What could Stephen Strasburg be worth?

The Washington Nationals won their first World Series in franchise history.

Stephen Strasburg, the most dominant pitcher during the postseason, is in line to receive an enormous paycheck this offseason after opting out of a $100 million deal that would have extended his stay in D.C.

He had a perfect 5-0 record in the playoffs and pitched to the tune of a 1.98 ERA over the course of 36.1 innings pitched, with 47 strikeouts against just four base on balls. He became the first ever first overall pick to win a World Series MVP.

The only National League pitchers who were more valuable than Strasburg (5.7) during the regular season in terms of wins above replacement (FanGraphs’ version) were Max Scherzer (6.5) and Jacob deGrom (7.0).

Strasburg, having registered at least 130 innings in eight consecutive seasons dating back to 2012, has proven to be fairly durable, especially when one considers that he underwent Tommy John surgery shortly after his highly anticipated debut in 2010.

Though it’s worth pointing out that Strasburg’s fastball velocity has dwindled notably in recent years. In fact, of the 54 pitchers (each of whom had to have thrown at least one four-seam fastball) to throw 130+ innings the last two seasons, Strasburg’s drop in FF velocity was the seventh largest.

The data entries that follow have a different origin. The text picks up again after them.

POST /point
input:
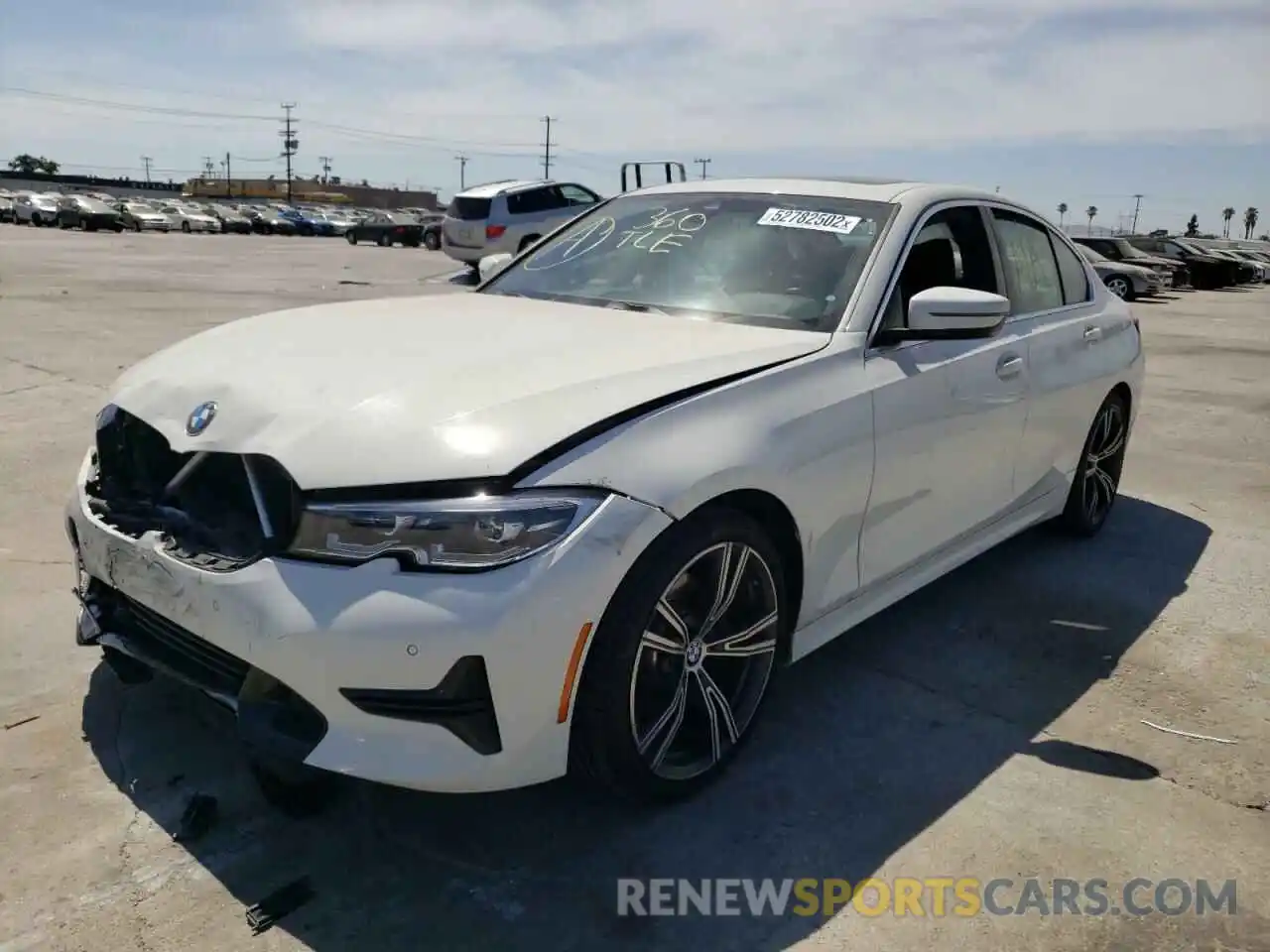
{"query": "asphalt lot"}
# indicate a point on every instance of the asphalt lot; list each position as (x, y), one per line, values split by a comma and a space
(957, 734)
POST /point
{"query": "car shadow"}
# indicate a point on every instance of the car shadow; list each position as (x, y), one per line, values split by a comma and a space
(864, 747)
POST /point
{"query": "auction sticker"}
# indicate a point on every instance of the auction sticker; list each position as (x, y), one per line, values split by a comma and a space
(815, 221)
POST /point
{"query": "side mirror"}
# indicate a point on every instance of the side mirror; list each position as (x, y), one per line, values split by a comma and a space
(951, 313)
(493, 264)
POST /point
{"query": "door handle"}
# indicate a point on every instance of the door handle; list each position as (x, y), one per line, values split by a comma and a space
(1010, 366)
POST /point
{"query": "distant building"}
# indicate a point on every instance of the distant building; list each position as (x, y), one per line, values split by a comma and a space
(310, 190)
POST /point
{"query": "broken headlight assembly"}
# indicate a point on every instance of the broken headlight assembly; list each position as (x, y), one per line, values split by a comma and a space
(453, 535)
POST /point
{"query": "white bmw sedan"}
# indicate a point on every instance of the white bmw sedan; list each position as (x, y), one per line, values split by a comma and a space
(576, 521)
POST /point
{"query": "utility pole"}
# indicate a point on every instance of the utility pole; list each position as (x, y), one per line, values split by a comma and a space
(290, 144)
(547, 149)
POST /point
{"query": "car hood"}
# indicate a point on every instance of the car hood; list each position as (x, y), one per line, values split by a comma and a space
(444, 388)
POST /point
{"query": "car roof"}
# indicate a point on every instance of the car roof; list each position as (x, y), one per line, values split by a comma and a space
(499, 188)
(860, 186)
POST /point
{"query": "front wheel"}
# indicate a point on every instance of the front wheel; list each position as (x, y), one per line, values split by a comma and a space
(1097, 476)
(681, 661)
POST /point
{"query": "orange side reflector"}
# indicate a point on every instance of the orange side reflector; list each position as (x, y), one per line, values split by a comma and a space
(571, 674)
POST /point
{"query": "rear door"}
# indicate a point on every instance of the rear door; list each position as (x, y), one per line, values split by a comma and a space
(1053, 293)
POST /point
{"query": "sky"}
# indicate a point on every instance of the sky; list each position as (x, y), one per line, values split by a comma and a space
(1084, 102)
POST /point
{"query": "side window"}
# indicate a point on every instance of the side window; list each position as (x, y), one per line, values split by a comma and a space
(538, 199)
(1071, 271)
(951, 250)
(1028, 258)
(576, 194)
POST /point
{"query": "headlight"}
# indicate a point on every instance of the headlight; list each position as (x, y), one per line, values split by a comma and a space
(480, 532)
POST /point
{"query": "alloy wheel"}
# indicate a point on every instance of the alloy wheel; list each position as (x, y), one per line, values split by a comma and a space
(1103, 460)
(703, 660)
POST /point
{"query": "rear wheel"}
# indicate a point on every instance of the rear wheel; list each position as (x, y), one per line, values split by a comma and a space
(1097, 476)
(681, 661)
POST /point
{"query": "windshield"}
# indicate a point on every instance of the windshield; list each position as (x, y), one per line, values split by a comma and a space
(771, 261)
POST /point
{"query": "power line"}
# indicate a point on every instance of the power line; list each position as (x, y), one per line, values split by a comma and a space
(290, 144)
(547, 149)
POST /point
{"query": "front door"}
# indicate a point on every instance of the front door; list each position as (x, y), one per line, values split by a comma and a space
(949, 416)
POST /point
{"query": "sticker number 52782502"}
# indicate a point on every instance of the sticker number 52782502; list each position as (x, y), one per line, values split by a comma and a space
(816, 221)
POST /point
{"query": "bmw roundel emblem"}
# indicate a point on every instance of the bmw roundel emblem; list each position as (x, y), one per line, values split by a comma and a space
(200, 417)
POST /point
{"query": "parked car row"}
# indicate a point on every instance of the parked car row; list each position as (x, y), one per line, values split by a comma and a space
(103, 212)
(1137, 266)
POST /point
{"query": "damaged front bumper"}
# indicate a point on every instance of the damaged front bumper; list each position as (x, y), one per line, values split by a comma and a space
(445, 683)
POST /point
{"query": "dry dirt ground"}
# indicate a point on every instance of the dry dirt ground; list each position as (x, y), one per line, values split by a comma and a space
(991, 726)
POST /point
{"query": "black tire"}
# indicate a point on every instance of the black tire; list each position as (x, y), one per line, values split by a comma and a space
(1096, 484)
(684, 752)
(1120, 286)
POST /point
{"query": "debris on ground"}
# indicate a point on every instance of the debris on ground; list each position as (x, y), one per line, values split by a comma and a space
(199, 816)
(1188, 734)
(278, 904)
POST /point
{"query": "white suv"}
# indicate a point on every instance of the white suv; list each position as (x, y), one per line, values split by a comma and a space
(508, 216)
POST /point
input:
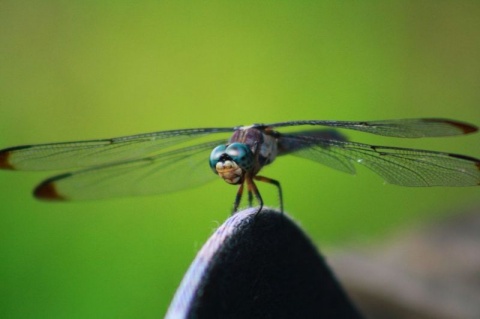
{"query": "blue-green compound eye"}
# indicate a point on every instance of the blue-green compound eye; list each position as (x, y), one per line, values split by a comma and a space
(215, 156)
(238, 152)
(241, 154)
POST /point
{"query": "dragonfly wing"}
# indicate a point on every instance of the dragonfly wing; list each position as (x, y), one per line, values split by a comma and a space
(167, 172)
(408, 128)
(57, 156)
(305, 144)
(400, 166)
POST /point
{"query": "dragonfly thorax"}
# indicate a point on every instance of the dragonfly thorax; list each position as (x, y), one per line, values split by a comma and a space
(231, 162)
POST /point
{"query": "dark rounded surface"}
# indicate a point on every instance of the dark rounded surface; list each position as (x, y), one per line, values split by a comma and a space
(260, 266)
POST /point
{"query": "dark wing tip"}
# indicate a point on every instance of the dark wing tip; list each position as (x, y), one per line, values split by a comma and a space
(466, 128)
(47, 190)
(4, 162)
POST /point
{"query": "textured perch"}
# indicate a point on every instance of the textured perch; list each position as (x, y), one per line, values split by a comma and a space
(260, 266)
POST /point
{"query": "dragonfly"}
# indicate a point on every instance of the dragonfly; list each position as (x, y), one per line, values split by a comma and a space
(167, 161)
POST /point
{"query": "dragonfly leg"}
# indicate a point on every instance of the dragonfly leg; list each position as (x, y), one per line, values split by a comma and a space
(238, 198)
(250, 198)
(274, 182)
(252, 188)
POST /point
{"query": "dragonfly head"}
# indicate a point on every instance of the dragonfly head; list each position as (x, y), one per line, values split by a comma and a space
(231, 162)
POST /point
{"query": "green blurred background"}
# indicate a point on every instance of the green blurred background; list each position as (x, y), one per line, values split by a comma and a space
(75, 70)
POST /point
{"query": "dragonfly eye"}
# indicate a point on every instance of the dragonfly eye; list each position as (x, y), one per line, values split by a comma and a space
(236, 152)
(240, 154)
(216, 155)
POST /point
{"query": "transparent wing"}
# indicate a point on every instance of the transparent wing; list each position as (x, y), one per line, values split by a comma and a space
(167, 172)
(408, 128)
(96, 152)
(400, 166)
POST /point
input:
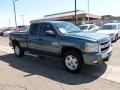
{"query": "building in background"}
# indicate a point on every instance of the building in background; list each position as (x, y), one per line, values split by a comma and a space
(109, 18)
(82, 17)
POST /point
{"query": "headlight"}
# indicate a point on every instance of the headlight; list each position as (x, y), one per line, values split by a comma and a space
(112, 34)
(91, 47)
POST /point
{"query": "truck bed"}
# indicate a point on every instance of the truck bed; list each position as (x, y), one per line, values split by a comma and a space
(19, 36)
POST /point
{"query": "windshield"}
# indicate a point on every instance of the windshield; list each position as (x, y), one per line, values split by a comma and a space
(83, 27)
(66, 28)
(108, 27)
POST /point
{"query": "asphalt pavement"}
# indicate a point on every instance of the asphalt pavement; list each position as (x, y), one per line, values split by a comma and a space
(30, 73)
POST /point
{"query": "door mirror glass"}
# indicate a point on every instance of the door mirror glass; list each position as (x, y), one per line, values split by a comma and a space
(50, 33)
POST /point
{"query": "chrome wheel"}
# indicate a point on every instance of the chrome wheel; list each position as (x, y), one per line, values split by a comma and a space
(71, 62)
(17, 50)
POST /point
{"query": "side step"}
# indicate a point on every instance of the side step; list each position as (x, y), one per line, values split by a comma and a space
(28, 53)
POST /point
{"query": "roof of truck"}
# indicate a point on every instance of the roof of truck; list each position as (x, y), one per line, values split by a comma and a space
(47, 21)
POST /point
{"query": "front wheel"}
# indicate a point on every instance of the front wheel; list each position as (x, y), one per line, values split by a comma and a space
(18, 50)
(73, 61)
(116, 38)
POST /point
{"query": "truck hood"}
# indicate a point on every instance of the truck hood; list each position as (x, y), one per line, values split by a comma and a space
(96, 37)
(107, 31)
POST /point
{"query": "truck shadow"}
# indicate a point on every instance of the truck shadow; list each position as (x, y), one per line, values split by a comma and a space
(53, 69)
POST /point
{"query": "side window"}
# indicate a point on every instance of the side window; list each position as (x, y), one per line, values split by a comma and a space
(44, 27)
(118, 26)
(34, 29)
(90, 27)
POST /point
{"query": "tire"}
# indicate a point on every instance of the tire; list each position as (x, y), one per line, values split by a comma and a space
(116, 38)
(73, 61)
(18, 50)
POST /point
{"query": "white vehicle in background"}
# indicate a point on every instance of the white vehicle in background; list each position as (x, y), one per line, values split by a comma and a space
(89, 27)
(111, 29)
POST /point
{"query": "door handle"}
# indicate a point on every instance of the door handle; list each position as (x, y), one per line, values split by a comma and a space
(40, 39)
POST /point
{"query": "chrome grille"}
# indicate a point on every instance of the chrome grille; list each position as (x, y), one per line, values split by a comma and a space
(105, 45)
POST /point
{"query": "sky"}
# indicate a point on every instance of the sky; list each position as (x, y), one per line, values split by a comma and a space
(34, 9)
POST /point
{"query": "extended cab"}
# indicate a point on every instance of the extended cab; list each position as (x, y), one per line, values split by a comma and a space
(65, 40)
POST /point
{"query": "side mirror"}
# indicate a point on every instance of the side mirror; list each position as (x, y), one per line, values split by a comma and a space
(50, 33)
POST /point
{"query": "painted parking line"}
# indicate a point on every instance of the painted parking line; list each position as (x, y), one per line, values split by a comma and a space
(111, 73)
(6, 49)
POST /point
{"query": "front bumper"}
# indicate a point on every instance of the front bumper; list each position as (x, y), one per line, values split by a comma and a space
(97, 58)
(112, 38)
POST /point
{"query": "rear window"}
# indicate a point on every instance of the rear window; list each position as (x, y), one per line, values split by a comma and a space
(108, 27)
(34, 29)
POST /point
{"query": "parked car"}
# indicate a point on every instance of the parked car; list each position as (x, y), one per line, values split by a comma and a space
(7, 32)
(111, 29)
(89, 27)
(64, 40)
(1, 32)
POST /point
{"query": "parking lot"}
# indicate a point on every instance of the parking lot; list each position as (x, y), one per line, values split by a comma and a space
(29, 73)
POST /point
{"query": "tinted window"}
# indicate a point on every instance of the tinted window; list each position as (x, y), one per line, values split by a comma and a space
(91, 26)
(66, 27)
(119, 26)
(45, 27)
(34, 29)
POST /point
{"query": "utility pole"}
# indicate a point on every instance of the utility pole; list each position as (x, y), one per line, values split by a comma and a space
(75, 14)
(88, 11)
(22, 16)
(14, 6)
(9, 22)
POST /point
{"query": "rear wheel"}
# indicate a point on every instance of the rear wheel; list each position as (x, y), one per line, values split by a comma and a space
(18, 50)
(73, 61)
(116, 38)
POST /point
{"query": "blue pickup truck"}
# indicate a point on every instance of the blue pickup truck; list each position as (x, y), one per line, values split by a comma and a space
(65, 40)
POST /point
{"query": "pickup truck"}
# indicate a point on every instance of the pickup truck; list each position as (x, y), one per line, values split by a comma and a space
(64, 40)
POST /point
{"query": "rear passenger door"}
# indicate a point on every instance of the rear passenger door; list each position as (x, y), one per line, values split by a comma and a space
(48, 44)
(33, 37)
(119, 30)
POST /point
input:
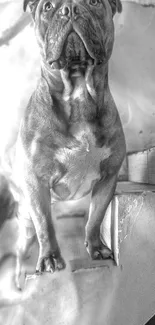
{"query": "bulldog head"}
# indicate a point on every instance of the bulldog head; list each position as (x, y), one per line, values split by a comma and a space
(74, 32)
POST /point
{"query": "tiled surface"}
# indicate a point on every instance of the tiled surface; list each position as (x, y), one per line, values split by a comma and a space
(109, 295)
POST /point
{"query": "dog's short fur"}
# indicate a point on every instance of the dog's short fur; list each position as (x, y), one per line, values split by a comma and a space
(71, 141)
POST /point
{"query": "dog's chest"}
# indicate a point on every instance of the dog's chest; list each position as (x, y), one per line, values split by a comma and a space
(78, 168)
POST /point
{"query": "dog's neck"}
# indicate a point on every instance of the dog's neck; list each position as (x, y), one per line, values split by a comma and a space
(85, 92)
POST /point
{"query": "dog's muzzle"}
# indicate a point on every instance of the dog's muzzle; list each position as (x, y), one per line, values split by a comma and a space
(74, 56)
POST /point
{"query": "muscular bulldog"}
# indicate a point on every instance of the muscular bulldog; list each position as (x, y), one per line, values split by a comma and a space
(71, 141)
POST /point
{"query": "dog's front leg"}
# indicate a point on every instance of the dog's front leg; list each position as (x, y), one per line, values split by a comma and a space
(101, 196)
(40, 209)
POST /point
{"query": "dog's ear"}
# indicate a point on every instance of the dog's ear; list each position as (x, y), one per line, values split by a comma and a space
(115, 6)
(32, 5)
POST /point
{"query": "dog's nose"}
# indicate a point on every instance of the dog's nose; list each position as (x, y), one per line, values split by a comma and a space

With that being said, Strasburg two best offerings are his curveball and changeup. In the postseason hitters posted a .146 batting average and a .244 slugging percentage off of Strasburg’s curve and a .162 batting average and a .243 slugging percentage off of his changeup.

Curveball
Changeup

In order to project, Strasburg’s next contract, we will need to make several assumptions

5.0% inflation (for first 5 years)
Aging Curve: +0.25 WAR/yr (18-27), 0 WAR/yr (28-30),-0.5 WAR/yr (31-37),-0.75 WAR/yr (> 37)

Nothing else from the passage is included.